Cambodia’s minister of culture on Wednesday accused a legal affairs adviser of Second Prime Minister Hun Sen of swindling the government out of $1.25 million in a secret real-estate deal.

The revelation by Culture Min­ister Nouth Narang came just days after his employees had accused him of selling the ministry’s headquarters and pocketing the proceeds.

At a press conference at Chak­tomuk Theater, Nouth Narang said it wasn’t him but the Hun Sen aide, Pol Bun Heng, who tried to sell the building without the ministry’s knowledge.

“We were very shocked when we heard this,” Nouth Narang said, noting the government has canceled the sale and that the prime Monivong Boulevard property will remain state-owned at least for the time being.

Nup Phuong, director-general of the Ministry of Culture, said the ministry will file a lawsuit charging Pol Bun Heng with selling state property and defaming the ministry.

More than 20 ministry employees pro­tested in front of the ministry this week, calling Nouth Na­rang “corrupt” and writing graffiti on the walls to that effect. Their posters and graffiti still littered the site Wed­nes­day morning.

Muth Khiev, an aide to Hun Sen, confirmed on Wednesday that Pol Bun Heng had made a secret deal with a company identified at the press conference as “Lim Chhin Hour’s firm.”

“It is true that Pol Bun Heng pocketed money from the company,” Muth Khiev said. “He colluded with the firm in making the deal since 1996 without the knowledge of the government.”

Culture Ministry officials said two deposits totaling $1.25 million were paid to Pol Bun Heng, who couldn’t be reached for comment Wednes­­day. An operator said that his phone was outside the service area.
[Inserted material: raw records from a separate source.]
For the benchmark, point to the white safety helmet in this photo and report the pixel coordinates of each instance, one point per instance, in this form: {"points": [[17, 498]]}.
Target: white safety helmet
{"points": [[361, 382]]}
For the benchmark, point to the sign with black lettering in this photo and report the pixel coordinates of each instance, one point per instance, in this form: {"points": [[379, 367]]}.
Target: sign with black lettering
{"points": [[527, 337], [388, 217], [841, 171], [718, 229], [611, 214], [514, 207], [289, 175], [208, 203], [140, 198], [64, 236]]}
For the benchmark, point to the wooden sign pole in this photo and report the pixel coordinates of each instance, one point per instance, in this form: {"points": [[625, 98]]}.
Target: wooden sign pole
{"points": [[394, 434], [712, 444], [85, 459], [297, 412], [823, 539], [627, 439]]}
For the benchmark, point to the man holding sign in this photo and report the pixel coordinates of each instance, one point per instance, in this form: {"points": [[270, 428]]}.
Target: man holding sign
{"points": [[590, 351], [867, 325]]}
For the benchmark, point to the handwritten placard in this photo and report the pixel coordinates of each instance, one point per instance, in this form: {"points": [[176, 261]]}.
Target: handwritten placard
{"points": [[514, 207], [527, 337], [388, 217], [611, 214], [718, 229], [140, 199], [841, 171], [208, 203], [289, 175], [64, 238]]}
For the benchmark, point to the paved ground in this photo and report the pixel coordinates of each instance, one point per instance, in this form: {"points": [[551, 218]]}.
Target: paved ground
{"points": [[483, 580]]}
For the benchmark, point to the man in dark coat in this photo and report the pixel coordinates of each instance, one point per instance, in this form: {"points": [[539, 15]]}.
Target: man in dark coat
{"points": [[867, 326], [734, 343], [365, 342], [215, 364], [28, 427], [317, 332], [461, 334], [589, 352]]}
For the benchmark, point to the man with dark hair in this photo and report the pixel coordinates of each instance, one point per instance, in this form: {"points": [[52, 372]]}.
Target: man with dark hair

Muth Khiev said that Pol Bun Heng is French-Cambodian and left for France before the news was leaked.

Lim Chhin Hour also couldn’t be reached for comment.

Chhuon Sothy, director of Phnom Penh’s land title office, said the municipality approved the ownership change after re­ceiving the Council of Min­isters’ initial approval of the change of ownership.

But he noted that the Council of Min­isters since has invalidated the sale. “Now it is terminated,” Chhuon Sothy said. He said he didn’t know that the building deal had been kept secret from the government.

The Ministry of Culture is building a new administrative complex on Norodom Boulevard with help from the Japanese government.